Quand le théâtre favorise la reproduction des inégalités de classe alors qu’il devrait être émancipateur de chacun·e, quand le théâtre s’embourgeoise dans une bien-pensance où personne ne comprend plus rien mais tout le monde fait comme si, quand le théâtre se fait miroir de l’hypocrisie galopante de nos sociétés individualistes néolibérales… à quoi sert-il ?

Stéphane Michaud

Infos pratiques :

Le jeu des ombres, de Valère Novarina, au Théâtre de Carouge du 6 au 16 octobre 2022.

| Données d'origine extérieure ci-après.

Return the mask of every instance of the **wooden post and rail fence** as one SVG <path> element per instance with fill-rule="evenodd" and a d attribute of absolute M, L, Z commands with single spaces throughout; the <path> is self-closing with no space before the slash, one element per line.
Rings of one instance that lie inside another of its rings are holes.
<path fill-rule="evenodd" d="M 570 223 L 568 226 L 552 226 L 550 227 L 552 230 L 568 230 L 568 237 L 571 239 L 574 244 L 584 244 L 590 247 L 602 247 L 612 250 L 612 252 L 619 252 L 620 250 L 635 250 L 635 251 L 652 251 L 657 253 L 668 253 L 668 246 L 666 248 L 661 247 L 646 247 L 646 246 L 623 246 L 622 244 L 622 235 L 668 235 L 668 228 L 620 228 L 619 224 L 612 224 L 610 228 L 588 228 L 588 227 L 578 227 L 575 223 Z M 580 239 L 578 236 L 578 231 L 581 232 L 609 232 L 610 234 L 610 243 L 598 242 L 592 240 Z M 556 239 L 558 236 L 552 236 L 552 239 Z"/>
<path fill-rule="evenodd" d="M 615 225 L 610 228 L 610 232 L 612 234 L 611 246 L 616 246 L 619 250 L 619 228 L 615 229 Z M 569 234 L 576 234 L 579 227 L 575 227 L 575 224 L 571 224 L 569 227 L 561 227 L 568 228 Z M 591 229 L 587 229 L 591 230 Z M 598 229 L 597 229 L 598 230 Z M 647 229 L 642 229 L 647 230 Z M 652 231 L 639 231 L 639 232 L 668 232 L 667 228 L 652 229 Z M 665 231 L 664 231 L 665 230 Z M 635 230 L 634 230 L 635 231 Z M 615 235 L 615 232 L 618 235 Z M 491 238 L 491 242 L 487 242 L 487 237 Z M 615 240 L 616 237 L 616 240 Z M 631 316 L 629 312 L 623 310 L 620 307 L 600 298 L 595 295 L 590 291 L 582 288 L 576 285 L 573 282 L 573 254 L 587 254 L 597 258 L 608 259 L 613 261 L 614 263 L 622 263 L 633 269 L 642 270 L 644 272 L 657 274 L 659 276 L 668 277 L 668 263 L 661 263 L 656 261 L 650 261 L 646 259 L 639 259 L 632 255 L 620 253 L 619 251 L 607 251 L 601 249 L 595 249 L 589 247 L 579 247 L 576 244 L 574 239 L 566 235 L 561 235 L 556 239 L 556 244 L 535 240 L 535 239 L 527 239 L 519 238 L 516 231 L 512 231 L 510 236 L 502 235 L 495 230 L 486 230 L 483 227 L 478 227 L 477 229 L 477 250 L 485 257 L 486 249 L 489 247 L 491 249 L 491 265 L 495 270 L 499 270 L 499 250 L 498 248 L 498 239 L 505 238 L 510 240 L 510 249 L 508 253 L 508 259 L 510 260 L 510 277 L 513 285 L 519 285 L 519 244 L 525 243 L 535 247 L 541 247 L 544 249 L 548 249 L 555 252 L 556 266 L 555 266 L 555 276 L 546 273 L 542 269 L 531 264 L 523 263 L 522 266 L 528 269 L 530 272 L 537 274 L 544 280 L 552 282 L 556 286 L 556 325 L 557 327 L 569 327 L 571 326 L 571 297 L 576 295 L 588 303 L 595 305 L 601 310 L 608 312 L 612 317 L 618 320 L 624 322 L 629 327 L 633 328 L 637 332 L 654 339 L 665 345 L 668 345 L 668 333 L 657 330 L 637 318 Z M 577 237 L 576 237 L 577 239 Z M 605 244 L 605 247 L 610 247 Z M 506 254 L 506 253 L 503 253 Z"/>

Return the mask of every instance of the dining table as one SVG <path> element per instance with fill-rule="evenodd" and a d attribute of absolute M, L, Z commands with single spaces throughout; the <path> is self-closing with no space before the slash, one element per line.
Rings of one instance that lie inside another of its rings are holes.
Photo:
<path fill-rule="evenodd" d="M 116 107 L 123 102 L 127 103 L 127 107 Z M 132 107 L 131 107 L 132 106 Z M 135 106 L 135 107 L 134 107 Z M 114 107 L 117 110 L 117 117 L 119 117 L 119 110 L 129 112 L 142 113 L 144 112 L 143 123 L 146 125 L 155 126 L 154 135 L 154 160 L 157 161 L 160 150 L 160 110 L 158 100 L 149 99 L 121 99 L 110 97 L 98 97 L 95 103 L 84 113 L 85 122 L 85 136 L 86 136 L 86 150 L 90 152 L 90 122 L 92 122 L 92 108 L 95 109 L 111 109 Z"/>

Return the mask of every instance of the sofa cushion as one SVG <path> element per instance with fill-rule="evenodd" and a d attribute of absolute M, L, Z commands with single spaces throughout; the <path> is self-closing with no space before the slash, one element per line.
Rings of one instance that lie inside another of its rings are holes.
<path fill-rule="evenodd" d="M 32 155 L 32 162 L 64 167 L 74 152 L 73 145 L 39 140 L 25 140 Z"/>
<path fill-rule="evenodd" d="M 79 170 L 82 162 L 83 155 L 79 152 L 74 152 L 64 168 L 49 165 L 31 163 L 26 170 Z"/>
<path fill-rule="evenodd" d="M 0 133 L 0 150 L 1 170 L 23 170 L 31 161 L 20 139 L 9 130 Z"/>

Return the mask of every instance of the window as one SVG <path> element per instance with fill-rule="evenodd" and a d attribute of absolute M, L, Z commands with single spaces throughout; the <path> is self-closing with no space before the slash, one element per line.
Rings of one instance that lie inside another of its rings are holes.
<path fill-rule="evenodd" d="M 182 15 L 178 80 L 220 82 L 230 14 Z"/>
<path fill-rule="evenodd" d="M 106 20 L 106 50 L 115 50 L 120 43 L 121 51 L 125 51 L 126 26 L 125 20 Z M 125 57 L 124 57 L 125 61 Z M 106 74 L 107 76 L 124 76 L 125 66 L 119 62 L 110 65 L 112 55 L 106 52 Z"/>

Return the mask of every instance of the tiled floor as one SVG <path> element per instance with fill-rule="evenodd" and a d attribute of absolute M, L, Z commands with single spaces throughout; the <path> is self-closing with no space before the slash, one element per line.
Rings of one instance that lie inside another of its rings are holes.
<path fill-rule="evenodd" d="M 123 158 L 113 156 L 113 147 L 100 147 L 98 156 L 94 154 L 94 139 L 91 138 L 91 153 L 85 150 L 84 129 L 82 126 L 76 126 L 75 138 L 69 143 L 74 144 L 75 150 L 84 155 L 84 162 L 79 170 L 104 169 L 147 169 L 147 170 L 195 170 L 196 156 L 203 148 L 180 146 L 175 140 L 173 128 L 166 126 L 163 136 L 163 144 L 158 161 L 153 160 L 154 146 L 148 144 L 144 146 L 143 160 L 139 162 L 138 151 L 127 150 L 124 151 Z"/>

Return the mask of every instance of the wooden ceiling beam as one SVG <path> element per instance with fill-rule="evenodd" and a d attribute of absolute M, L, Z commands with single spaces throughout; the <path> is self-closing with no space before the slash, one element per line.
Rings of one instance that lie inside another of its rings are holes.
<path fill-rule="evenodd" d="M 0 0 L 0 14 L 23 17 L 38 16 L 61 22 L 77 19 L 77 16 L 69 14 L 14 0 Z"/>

Mise en scène : Jean Bellorini

Avec François Deblock, Mathieu Delmonté, Karyll Elgrichi, Anke Engelsmann, Aliénor Feix, Jacques Hadjaje, Clara Mayer, Laurence Mayor, Liza Alegria Ndikita, Marc Plas, Ulrich Verdoni

Photos : © Pascal Victor et Christophe Raynaud De Lage

Stéphane Michaud

Spectateur curieux, lecteur paresseux, acteur laborieux, auteur amoureux et metteur en scène chanceux, Stéphane flemmarde à cultiver son jardin en rêvant un horizon plus dégagé que dévasté

2 réflexions sur “À quoi sert le théâtre ?

  • Demeure Claude

    J’avoue avoir été déçu voire scandalisé par le commentaire du Jeu des Ombres, par son parti-pris d’un pseudo théâtre populaire (Dominique Zigler) vs un théâtre élitiste. C’est étrange car moi qui avais été scandalisé par le James Therrée de l’an dernier et le Conte des contes de Porras (de l’esbroufe pour un public bourgeois prêt à avaler n’importe quoi pourvu que ce soit spectaculaire) je craignais de revivre cela tant avec La danse macabre qu’avec Le Jeu des ombres. Or, pour moi, c’est tout le contraire qui s’est passé et je suis sorti de la salle enchanté par la richesse inventive qui m’était proposée au service d’un surcroît de sens qu’il appartient évidemment au spectateur de construire. Il lui faudrait des références pour ce faire ? Mais qu’une danse macabre renvoie à la ruine de notre monde que nous observons avec vanité, complaisance et légèreté, il n’est nul besoin de références pour construire ce sens-là. Et nul besoin non plus de connaître Ovidé pour reconnaître dans la quête d’Orphée l’impossibilité de retrouver l’objet d’un désir que la mort a frappé. Il y a bien la poésie, en l’occurrence l’impressionnant travail de Novarina sur la langue, un travail où l’invention débordante séduit tout autant qu’il met en évidence son impuissance à saisir ces absolus qui nous débordent : Dieu, la mort, la poésie elle-même. Et que dire tant chez Zimmerman que chez Bellorini de la beauté des décors, de la virtuosité des comédiens, de la puissance musicale.
    Merci M. Lhermier pour ces choix audacieux et tant pis pour ce public bourgeois mal à l’aise dès qu’on lui demande de nourrir de sa propre réflexion les images qu’on lui propose. Il lui faudrait donc du tout fait, du déjà su, de la réflexion convenue… Du Ziegler donc. Il ne reste plus qu’à regretter le bon vieux temps de Georges Wod et de ses Raspoutine… Quant aux spectateurs qui quittent la salle et fourniraient ainsi l’indice de la mauvaise qualité d’un spectacle, drôle de critère: je songe aux expériences vécues dans cette même salle quand un brave public avait à se confronter au texte de Fin de partie d’un certain Samuel Becket : c’était aussi la débandade.
    Il y a des spectacles qui, par respect du public, élèvent ; et une critique qui rabaisse, en l’occurrence injustement.